Novo Nordisk CEO Lars Sørensen on What Propelled Him to Top
Thursday, November 5, 2015
Ask chief executives why their companies are performing so well, and they’ll typically credit a brilliant strategy coupled with hard-nosed, diligent execution. But when you ask Lars Sørensen of Novo Nordisk what forces propelled him to the top of HBR’s 2015 ranking of the best-performing CEOs in the world, he cites something very different: luck. Based in Copenhagen, Novo Nordisk was founded in the 1920s to make insulin, then a newly discovered drug. In the years since, demand for diabetes treatments has exploded; today close to 400 million people suffer from the disease. The company now controls nearly half of the market for insulin products—which are second only to oncology drugs as the fastest-growing category of pharmaceuticals. The firm also has branched into growth hormones, hormone replacement therapies, and drugs to treat hemophilia.

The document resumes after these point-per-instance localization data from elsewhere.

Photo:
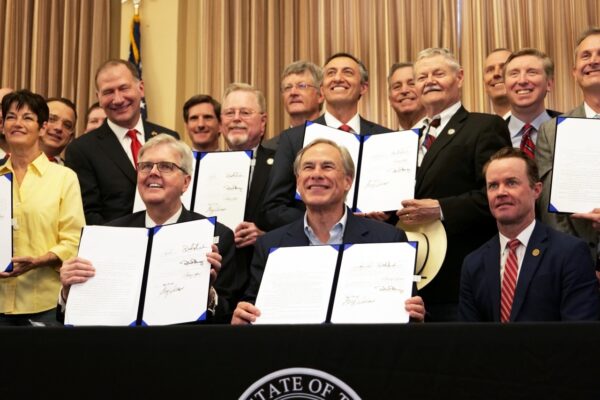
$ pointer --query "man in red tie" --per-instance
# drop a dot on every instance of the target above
(528, 77)
(105, 158)
(529, 271)
(345, 81)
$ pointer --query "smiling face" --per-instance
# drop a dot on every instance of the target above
(511, 196)
(120, 95)
(162, 189)
(402, 91)
(493, 78)
(21, 128)
(526, 84)
(203, 127)
(342, 82)
(321, 180)
(242, 121)
(438, 83)
(60, 129)
(587, 66)
(301, 101)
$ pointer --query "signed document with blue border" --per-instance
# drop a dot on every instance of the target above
(221, 186)
(385, 166)
(575, 186)
(155, 276)
(350, 283)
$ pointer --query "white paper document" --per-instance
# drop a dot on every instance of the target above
(296, 285)
(388, 171)
(350, 141)
(177, 279)
(374, 282)
(222, 186)
(6, 222)
(575, 185)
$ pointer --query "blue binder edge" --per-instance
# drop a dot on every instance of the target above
(9, 267)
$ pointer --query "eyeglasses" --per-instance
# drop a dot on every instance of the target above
(164, 167)
(299, 86)
(244, 113)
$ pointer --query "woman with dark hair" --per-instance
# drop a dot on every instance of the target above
(47, 216)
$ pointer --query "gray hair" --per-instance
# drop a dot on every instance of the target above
(438, 51)
(184, 151)
(301, 66)
(244, 87)
(347, 163)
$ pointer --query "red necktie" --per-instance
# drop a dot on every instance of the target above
(429, 138)
(527, 144)
(345, 128)
(509, 281)
(135, 145)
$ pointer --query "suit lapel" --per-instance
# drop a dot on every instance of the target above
(492, 275)
(455, 124)
(110, 145)
(295, 235)
(529, 267)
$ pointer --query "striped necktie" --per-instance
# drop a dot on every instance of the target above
(527, 144)
(509, 280)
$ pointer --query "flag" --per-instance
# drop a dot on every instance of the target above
(135, 55)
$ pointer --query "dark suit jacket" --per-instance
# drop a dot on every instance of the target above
(358, 230)
(106, 175)
(281, 206)
(256, 195)
(451, 172)
(559, 284)
(225, 278)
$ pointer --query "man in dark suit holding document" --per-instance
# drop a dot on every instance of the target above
(324, 174)
(586, 72)
(528, 271)
(163, 177)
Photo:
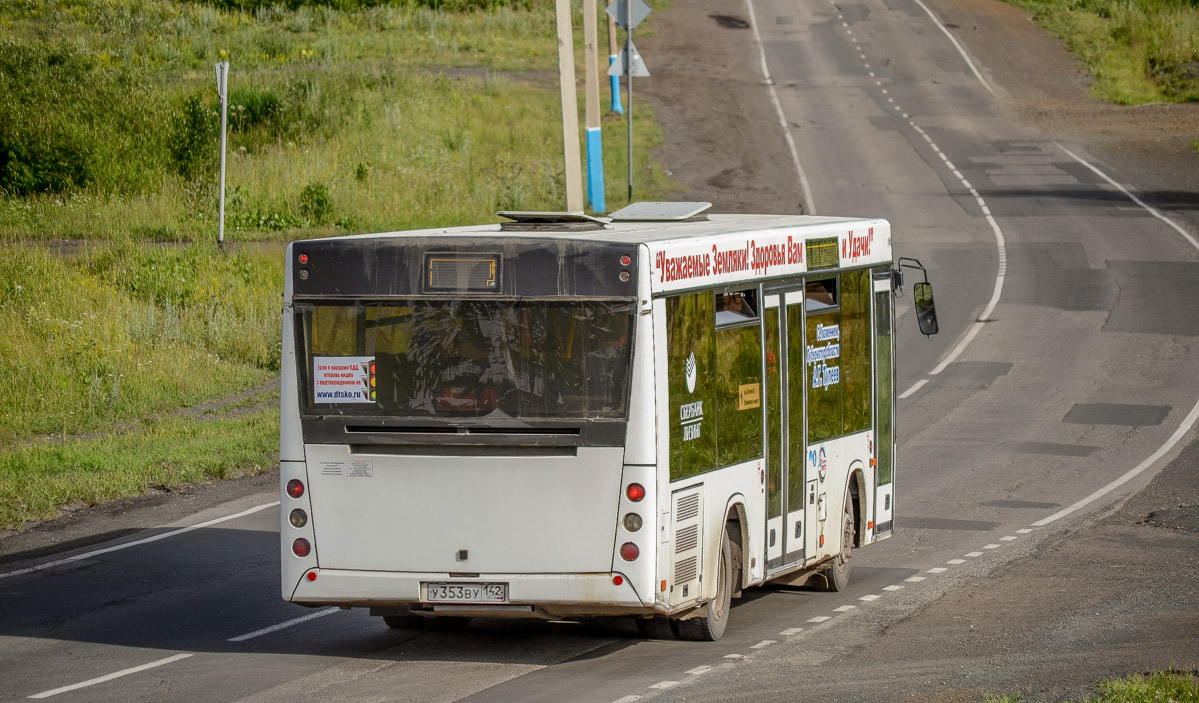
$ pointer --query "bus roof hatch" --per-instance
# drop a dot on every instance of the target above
(660, 211)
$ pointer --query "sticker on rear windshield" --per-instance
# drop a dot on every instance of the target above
(343, 379)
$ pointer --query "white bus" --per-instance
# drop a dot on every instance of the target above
(565, 416)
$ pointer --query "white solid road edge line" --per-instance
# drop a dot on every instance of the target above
(283, 625)
(960, 49)
(138, 542)
(808, 203)
(1187, 424)
(1133, 198)
(112, 676)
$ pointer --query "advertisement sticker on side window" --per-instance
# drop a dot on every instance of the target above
(343, 379)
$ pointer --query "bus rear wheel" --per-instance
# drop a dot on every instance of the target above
(710, 625)
(837, 576)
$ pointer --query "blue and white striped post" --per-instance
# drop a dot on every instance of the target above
(595, 149)
(595, 170)
(612, 59)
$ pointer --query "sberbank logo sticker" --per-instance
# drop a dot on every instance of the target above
(691, 415)
(819, 461)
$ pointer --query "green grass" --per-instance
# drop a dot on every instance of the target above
(1137, 50)
(1162, 686)
(35, 481)
(118, 307)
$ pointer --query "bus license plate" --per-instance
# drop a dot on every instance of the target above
(467, 593)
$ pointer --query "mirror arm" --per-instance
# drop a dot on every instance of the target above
(897, 272)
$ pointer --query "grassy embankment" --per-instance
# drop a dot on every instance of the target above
(348, 120)
(1164, 686)
(1138, 50)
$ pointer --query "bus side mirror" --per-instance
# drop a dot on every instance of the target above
(926, 310)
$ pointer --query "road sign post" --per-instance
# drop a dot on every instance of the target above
(628, 13)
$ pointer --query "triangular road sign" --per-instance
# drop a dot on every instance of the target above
(620, 8)
(622, 66)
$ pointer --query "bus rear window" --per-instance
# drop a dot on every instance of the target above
(469, 359)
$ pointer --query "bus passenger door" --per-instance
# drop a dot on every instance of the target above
(794, 421)
(776, 439)
(785, 494)
(884, 407)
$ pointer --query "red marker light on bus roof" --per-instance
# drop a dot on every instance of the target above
(295, 487)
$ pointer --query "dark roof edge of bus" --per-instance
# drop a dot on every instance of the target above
(625, 232)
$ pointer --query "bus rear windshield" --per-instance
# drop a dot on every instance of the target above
(468, 359)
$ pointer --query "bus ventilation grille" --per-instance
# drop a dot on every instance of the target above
(687, 508)
(685, 570)
(687, 539)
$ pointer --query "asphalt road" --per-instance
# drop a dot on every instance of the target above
(1062, 379)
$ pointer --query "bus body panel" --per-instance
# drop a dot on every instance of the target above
(640, 446)
(290, 437)
(550, 593)
(484, 515)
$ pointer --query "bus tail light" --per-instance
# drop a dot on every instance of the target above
(295, 487)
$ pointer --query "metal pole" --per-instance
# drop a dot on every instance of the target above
(222, 92)
(628, 73)
(570, 108)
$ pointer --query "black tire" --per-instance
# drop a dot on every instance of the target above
(837, 575)
(710, 625)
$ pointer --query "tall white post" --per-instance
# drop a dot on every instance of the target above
(571, 151)
(223, 92)
(595, 143)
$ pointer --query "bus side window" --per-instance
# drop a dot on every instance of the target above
(855, 350)
(739, 378)
(824, 360)
(691, 362)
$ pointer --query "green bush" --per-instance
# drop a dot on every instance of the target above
(253, 108)
(193, 139)
(315, 203)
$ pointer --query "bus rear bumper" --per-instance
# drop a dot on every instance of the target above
(549, 595)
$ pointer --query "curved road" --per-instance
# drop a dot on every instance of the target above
(1070, 318)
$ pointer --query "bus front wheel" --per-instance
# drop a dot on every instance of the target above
(837, 576)
(710, 624)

In a wide-ranging conversation withHarvard Business Review editor in chief Adi Ignatius and senior editor Daniel McGinn, Sørensen describes his distinctly modest approach to leadership—one that would be atypical in America but not necessarily in Scandinavia. Here are some edited excerpts.
HBR: Is your company too dependent on treating a single disease?
Sørensen: Outsiders sometimes come in and say, “You’re dependent on diabetes for 80% of your revenue—you should diversify.” But I’ve always believed that you should do things that you know something about, that you’re good at. We’ve tried a lot of diversification strategies in the past, but we’ve failed because of the inherent scientific and commercial uncertainty and our own naïveté. So our expansion has been completely organic.
What about diversifying into adjacent areas?
Since I joined the company, 33 years ago, I’ve been part of some of the most stupid mistakes. One of the worst was trying to get into glucose monitoring. Everybody said, “This makes sense. You’re a diabetes company; you should get into glucose monitoring to offer more products to your customer.” But the technology for blood glucose monitoring is different. The regulatory framework is different. The sales and distribution are different. We would not have been successful. I could share many, many similar examples. So over the past 20 years, we’ve been narrowly focused on the thing we’re really good at.
What happens to your business if diabetes is eventually cured?
After I became CEO, in 2000, I predicted we would cure diabetes in 15 years. We’re still 15 years away. But that is the big goal. I tell my employees, “If we wind up curing diabetes, and it destroys a big part of our business, we can be proud, and you can get a job anywhere. We’ll have worked on the greatest social service of any pharmaceutical company, and that would be a phenomenal thing.”
You sell a lifesaving drug at different prices all around the world. How do you manage that?
When I took charge of the company, the pharmaceutical industry was going through a major PR catastrophe in South Africa over how it priced HIV-AIDS drugs. We didn’t sell those drugs, but the problem made me consider: What if the conflict had been over diabetes drugs? How would we have responded? One of our answers was to create an independent nonprofit organization called the World Diabetes Foundation. Its objective is building capacity in countries where diabetes is poorly treated. We take a slice of revenue from each vial of insulin we sell and put it into the foundation. The foundation makes grants in such places as East Asia, some Latin American countries, and Africa. After its creation, criticisms that NGOs had been directing at us completely vanished.